Horizontal Pod Autoscaler Status Conditions

Currently, the HPA status conveys the last scale time, current and desired replicas, and the last-retrieved values of the metrics used to autoscale.

However, the status field conveys no information about whether or not the HPA controller encountered difficulties while attempting to fetch metrics, or to scale. While this information is generally conveyed via events, events are difficult to use to determine the current state of the HPA.

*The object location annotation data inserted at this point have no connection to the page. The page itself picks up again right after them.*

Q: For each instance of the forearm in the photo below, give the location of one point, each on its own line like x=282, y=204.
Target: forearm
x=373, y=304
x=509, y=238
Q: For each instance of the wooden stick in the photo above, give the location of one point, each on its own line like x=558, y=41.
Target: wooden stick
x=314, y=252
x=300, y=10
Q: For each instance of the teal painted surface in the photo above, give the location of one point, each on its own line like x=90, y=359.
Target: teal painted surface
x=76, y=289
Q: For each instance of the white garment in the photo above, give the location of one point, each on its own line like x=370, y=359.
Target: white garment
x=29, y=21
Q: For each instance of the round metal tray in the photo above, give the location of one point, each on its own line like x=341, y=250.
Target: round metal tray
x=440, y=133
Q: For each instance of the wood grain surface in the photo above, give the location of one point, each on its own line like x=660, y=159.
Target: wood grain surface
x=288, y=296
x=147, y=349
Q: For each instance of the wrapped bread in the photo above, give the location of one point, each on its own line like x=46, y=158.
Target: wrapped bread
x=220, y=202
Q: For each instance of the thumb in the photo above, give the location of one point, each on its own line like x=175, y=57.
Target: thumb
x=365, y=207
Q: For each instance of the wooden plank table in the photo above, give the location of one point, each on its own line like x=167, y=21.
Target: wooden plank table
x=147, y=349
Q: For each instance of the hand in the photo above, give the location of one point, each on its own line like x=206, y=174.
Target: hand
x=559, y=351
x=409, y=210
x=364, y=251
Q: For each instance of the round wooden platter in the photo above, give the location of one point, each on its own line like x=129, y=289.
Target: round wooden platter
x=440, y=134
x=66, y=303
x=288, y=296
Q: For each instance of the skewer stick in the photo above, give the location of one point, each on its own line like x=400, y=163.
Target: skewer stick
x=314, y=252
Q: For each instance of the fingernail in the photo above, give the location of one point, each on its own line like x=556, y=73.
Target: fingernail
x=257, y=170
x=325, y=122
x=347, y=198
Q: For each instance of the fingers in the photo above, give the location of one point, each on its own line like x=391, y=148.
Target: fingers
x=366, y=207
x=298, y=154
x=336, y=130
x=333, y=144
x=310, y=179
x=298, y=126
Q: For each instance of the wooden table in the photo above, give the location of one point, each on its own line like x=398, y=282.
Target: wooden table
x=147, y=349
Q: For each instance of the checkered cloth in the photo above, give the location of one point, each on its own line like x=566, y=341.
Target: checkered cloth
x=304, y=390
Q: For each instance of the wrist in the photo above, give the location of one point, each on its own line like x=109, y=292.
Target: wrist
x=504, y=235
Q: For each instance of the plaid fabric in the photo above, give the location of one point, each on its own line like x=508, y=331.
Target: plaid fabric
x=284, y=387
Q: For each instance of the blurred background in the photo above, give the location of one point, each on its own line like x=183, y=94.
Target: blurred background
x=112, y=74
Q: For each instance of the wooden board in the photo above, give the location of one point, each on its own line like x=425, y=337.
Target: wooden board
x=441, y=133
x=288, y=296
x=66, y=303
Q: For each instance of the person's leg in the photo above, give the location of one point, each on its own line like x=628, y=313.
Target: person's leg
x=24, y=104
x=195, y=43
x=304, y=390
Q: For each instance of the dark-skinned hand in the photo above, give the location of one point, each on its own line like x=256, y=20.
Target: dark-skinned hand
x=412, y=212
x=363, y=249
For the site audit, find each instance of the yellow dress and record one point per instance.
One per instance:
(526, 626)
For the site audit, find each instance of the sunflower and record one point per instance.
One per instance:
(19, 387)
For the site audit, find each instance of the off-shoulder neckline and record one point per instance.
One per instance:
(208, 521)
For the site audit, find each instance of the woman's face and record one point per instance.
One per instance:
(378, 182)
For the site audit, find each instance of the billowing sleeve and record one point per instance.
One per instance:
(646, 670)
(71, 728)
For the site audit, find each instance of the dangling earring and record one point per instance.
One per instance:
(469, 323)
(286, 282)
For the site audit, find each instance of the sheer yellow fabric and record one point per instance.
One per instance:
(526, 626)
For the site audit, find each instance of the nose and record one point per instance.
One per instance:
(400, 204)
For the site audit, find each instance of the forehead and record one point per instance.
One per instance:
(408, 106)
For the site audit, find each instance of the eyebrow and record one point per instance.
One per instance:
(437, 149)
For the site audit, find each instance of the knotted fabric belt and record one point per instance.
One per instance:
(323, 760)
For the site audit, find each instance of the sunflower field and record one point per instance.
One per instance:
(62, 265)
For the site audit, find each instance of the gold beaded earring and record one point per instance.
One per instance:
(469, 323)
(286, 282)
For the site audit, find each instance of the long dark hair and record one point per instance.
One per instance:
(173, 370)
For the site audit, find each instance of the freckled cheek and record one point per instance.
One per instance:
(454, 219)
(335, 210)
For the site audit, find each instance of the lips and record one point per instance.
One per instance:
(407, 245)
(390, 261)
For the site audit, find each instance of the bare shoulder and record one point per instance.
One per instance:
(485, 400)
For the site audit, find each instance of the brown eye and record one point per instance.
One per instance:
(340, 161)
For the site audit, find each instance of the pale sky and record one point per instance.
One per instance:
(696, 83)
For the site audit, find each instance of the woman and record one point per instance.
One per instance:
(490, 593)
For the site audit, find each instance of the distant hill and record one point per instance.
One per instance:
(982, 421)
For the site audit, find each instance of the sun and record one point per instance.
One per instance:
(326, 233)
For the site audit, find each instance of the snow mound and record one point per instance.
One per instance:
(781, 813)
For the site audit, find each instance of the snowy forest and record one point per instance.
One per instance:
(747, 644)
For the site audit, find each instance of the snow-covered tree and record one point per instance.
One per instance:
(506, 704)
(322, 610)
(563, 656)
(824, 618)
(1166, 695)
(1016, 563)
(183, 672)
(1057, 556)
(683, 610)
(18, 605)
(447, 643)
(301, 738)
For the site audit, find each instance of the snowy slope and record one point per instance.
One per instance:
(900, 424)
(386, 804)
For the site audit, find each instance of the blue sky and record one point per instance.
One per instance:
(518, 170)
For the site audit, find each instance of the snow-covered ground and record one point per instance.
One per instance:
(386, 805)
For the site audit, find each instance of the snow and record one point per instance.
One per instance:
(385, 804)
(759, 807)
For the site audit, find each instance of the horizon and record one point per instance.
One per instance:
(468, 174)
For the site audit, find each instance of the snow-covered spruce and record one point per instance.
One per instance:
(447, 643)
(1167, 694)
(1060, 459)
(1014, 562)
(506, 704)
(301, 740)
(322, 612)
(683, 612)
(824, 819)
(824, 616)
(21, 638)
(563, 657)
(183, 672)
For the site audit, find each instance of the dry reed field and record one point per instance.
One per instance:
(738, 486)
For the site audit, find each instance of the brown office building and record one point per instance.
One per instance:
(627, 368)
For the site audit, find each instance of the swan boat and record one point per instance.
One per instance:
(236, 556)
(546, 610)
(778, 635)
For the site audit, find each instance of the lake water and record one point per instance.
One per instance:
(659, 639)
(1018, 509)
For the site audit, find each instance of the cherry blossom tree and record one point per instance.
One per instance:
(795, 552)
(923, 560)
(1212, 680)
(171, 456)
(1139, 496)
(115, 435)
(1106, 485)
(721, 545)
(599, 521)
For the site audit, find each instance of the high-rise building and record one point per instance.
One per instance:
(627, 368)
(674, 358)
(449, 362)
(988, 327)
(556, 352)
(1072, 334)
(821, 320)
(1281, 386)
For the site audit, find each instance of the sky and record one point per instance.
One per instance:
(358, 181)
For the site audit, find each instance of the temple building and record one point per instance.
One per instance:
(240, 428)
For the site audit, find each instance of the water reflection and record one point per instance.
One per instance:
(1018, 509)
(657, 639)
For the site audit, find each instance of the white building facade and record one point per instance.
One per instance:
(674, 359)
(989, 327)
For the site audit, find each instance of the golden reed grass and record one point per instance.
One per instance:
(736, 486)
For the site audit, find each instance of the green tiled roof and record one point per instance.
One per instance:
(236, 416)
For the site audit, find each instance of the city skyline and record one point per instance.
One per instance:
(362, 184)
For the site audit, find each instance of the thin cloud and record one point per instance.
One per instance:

Other objects, such as Pods, include a Conditions field, which describe the current condition of the object. Adding such a field to the HPA provides clear indications of the current state of the HPA, allowing users to more easily recognize problems in their setups.

API Change

The status of the HPA object will gain a new field, Conditions, of type []HorizontalPodAutoscalerCondition, defined as follows:

// HorizontalPodAutoscalerConditionType are the valid conditions of
// a HorizontalPodAutoscaler (see later on in the proposal for valid
// values)
type HorizontalPodAutoscalerConditionType string

// HorizontalPodAutoscalerCondition describes the state of
// a HorizontalPodAutoscaler at a certain point.
type HorizontalPodAutoscalerCondition struct {
    // type describes the current condition
    Type HorizontalPodAutoscalerConditionType
    // status is the status of the condition (True, False, Unknown)
    Status ConditionStatus
    // LastTransitionTime is the last time the condition transitioned from
    // one status to another
    // +optional
    LastTransitionTime metav1.Time
    // reason is the reason for the condition's last transition.
    // +optional
    Reason string
    // message is a human-readable explanation containing details about
    // the transition
    Message string

Current Conditions Conveyed via Events

The following is a list of events emitted by the HPA controller (as of the writing of this proposal), with descriptions of the conditions which they represent. All of these events are caused by issues which block scaling entirely.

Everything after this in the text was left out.